Safety Tips: Planning Workplace Team-Building Activities

By October 2, 2017No Comments

In recent years, team building has gained a foothold in corporate America as a fun and effective management tool. To be successful in the business world, employees must be able to effectively plan and execute programs as a team, communicate clearly, use resources efficiently, and be able to adapt to changing circumstances.

Team building is designed to do utilize these skills, in a fun environment. It can encourage out-of-the box thinking and enhance group dynamics, breaking down barriers that prevent employees from working together as a team. Activities foster decision-making, challenge resolution and leadership skills.

Exercises can be designed to encourage individuals in a group to entrust their safety in one another or to experience the exhilaration of overcoming a physical challenge. Participants return to work infused with renewed vigor. The goal is to transfer the collaborative effort, positive energy and learning that take place during a team-building activity back into the workplace.

But team building can also be a risk manager’s nightmare when activities include dangerous physical elements. Companies must consider the risks involved in such hazardous activities. They can lead to an increase in the frequency and severity of employee injuries, leaving the company vulnerable to higher workers’ compensation costs – not to mention employee lawsuits.

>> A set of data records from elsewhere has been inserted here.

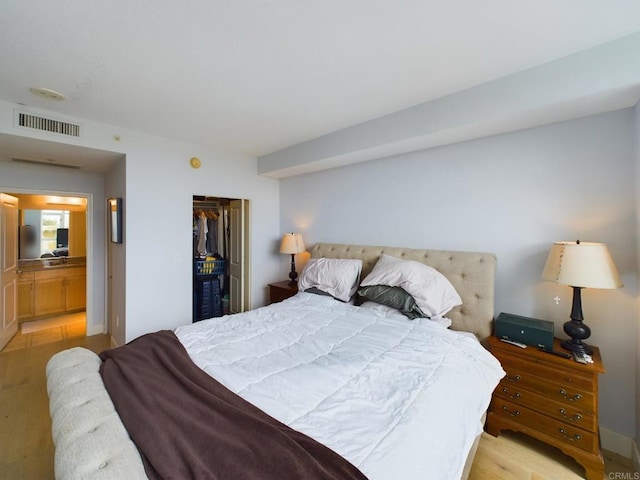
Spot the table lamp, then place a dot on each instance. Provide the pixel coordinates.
(580, 265)
(292, 243)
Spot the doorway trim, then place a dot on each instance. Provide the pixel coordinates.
(91, 328)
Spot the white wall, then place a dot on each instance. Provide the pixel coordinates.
(160, 185)
(157, 187)
(637, 154)
(512, 194)
(115, 187)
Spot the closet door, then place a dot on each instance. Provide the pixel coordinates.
(237, 256)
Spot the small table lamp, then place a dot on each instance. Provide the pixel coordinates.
(579, 265)
(292, 243)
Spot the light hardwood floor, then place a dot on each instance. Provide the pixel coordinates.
(26, 448)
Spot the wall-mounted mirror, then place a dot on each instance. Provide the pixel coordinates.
(51, 226)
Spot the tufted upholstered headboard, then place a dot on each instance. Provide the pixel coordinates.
(471, 273)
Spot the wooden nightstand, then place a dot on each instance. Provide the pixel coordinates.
(549, 398)
(278, 291)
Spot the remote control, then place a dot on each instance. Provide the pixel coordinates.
(513, 342)
(582, 358)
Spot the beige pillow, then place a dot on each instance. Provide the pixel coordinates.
(334, 276)
(431, 290)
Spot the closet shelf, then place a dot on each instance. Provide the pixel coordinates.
(209, 267)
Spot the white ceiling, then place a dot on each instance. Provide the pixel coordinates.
(256, 76)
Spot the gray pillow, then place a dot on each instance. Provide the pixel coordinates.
(395, 297)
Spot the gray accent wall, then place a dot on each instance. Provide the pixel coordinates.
(512, 194)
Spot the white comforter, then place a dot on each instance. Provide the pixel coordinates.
(397, 398)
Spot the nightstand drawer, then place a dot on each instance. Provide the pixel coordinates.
(570, 377)
(571, 414)
(565, 394)
(568, 434)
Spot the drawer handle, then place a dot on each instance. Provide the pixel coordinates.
(513, 414)
(576, 397)
(574, 438)
(515, 395)
(577, 417)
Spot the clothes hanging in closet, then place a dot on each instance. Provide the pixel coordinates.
(205, 232)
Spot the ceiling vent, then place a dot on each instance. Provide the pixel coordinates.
(35, 122)
(48, 163)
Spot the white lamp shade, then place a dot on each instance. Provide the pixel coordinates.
(292, 243)
(581, 264)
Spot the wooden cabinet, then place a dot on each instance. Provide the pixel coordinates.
(43, 293)
(49, 292)
(26, 304)
(279, 291)
(551, 398)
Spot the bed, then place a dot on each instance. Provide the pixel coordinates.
(420, 418)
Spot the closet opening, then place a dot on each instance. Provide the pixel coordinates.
(220, 256)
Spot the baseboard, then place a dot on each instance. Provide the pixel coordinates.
(618, 443)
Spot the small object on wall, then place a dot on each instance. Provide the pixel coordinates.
(115, 219)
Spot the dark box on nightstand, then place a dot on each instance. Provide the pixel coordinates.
(527, 330)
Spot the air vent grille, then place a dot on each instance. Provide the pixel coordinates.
(48, 125)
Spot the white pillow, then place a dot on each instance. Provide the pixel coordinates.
(336, 276)
(431, 290)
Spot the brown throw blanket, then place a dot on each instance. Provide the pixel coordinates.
(187, 425)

If team-building activities are part of your company’s management philosophy for bringing employees together to work cohesively as a group, make certain that safety is part of the equation. Consultants brought in to design such programs should know your expectations and concerns and abide by them. A company in Miami that hired a consultant for team building found that a dozen or so of its 100 employees suffered 1st and 2nd degree burns when they were forced to engage in a firewalk. The consultant called the injury rate “acceptable.”

Activities such as white water rafting, rock climbing, and paintball might not be suitable for all employees. Besides the physical hazards, planners need to consider whether or not an activity might be embarrassing for some employees. An activity that requires participants to wear a bathing suit, for example, might make some employees self-conscious and inhibit their ability to fully engage in the collaborative effort.

To promote safe team building:

Include team-building activities as part of any formal risk management program.

Emphasize the need to exercise caution on the job and in any physical team-building exercise.

Define your needs clearly to management consultants, hired to design a team-building program.

Ensure team-building activities are properly supervised.

Stop any activity if an unsafe situation is observed.

Team building has an important place in business. Activities should focus on bringing employees together. Make team building a safe experience that everyone can participate in and enjoy.